2018年世界卓球の女子表彰式。銀メダルを獲得した日本女子チーム。写真:千葉格/アフロ

日本を代表する20世紀のスポーツマンは誰か?

 荻村伊智朗さんは、日本卓球界の伝説ともいえる人物です。
 都立西高1年生のときに卓球を始めると、たった5年で世界の頂点に。卓球世界選手権の優勝はシングルス・ダブルス・混合ダブルス・団体合わせて12回を数えます。超攻撃的な卓球で世界を席巻する姿は、戦後間もない日本に勇気を与えました。

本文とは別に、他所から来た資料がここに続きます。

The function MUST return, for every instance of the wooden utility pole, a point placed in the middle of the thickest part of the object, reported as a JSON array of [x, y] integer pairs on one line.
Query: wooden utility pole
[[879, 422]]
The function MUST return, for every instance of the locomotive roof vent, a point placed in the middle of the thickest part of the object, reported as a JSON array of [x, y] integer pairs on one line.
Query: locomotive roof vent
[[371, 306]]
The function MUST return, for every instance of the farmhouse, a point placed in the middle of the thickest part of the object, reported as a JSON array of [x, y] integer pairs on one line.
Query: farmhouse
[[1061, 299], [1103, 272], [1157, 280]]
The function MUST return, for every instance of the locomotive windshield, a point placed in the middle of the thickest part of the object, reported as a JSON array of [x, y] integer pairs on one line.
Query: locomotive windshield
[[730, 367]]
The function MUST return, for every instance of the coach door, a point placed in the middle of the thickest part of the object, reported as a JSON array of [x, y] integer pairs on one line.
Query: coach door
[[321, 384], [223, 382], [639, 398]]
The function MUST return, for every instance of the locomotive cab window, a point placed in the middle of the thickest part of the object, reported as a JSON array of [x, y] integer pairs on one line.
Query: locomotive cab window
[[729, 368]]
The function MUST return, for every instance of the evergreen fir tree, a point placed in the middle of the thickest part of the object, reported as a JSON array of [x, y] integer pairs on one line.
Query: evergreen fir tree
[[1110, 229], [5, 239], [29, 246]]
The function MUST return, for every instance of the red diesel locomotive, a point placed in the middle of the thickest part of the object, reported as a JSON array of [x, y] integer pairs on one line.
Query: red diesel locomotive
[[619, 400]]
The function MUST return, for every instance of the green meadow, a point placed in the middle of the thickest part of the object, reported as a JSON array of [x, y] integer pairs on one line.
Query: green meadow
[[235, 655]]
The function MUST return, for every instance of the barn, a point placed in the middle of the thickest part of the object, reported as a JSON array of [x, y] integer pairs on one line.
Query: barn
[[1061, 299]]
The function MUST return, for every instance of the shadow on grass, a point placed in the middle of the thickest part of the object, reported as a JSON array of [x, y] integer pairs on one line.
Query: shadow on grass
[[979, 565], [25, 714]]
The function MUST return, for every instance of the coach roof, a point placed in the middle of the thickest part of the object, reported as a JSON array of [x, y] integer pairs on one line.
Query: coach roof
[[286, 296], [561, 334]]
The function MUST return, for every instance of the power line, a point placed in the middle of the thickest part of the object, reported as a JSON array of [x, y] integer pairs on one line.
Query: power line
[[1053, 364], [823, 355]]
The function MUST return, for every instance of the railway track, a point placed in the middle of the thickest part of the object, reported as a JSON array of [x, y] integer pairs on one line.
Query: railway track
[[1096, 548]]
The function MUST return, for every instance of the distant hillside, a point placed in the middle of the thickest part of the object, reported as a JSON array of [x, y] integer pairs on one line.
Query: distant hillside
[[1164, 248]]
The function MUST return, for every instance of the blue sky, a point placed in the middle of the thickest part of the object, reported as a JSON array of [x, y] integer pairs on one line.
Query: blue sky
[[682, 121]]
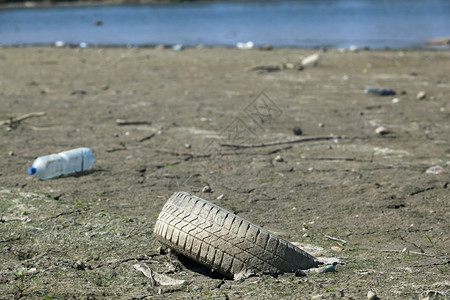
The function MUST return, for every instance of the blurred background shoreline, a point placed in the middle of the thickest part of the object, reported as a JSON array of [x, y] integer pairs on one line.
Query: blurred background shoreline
[[353, 24]]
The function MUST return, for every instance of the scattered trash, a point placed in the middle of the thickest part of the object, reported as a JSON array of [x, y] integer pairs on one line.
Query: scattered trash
[[297, 130], [435, 170], [379, 91], [421, 95], [439, 41], [223, 253], [371, 295], [337, 249], [67, 162], [266, 47], [382, 130], [311, 60], [278, 158], [248, 45], [324, 269], [178, 47], [206, 189], [157, 279], [353, 48]]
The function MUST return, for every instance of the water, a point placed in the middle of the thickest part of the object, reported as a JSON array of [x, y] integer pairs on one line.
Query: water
[[307, 23]]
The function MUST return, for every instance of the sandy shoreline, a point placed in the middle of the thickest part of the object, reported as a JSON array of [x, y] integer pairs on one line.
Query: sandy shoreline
[[81, 235]]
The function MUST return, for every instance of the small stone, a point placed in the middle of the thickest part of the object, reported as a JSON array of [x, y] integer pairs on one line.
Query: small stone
[[421, 95], [381, 130], [197, 288], [80, 266], [371, 295], [297, 130], [278, 158], [289, 66]]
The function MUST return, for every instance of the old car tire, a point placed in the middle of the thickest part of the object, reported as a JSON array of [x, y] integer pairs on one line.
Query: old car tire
[[223, 241]]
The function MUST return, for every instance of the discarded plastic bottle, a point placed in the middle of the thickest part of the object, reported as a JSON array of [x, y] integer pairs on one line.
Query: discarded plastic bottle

 卓球を通じて世界各地でプレーをした荻村さんは、現役時代からグローバルな視点を持っていました。周囲の反対をおしきってスウェーデンにコーチとして半年間滞在しましたし、中国の周恩来首相からの求めに応じ、卓球ニッポンのノウハウを惜しみなく伝えたことはよく知られています。

 現役を引退してからも、その活動は国内の枠にとどまらず、1987年には3代目の国際卓球連盟会長に就任しました。ヨーロッパで発祥した競技の国際競技連盟会長にアジア人が選任されるのは歴史上初めてのことでした。卓球界のトップとして世界中を走り回った荻村さんは、国際オリンピック委員会のサマランチ会長からの信望も厚く、次期会長候補に名があがるような存在だったのです。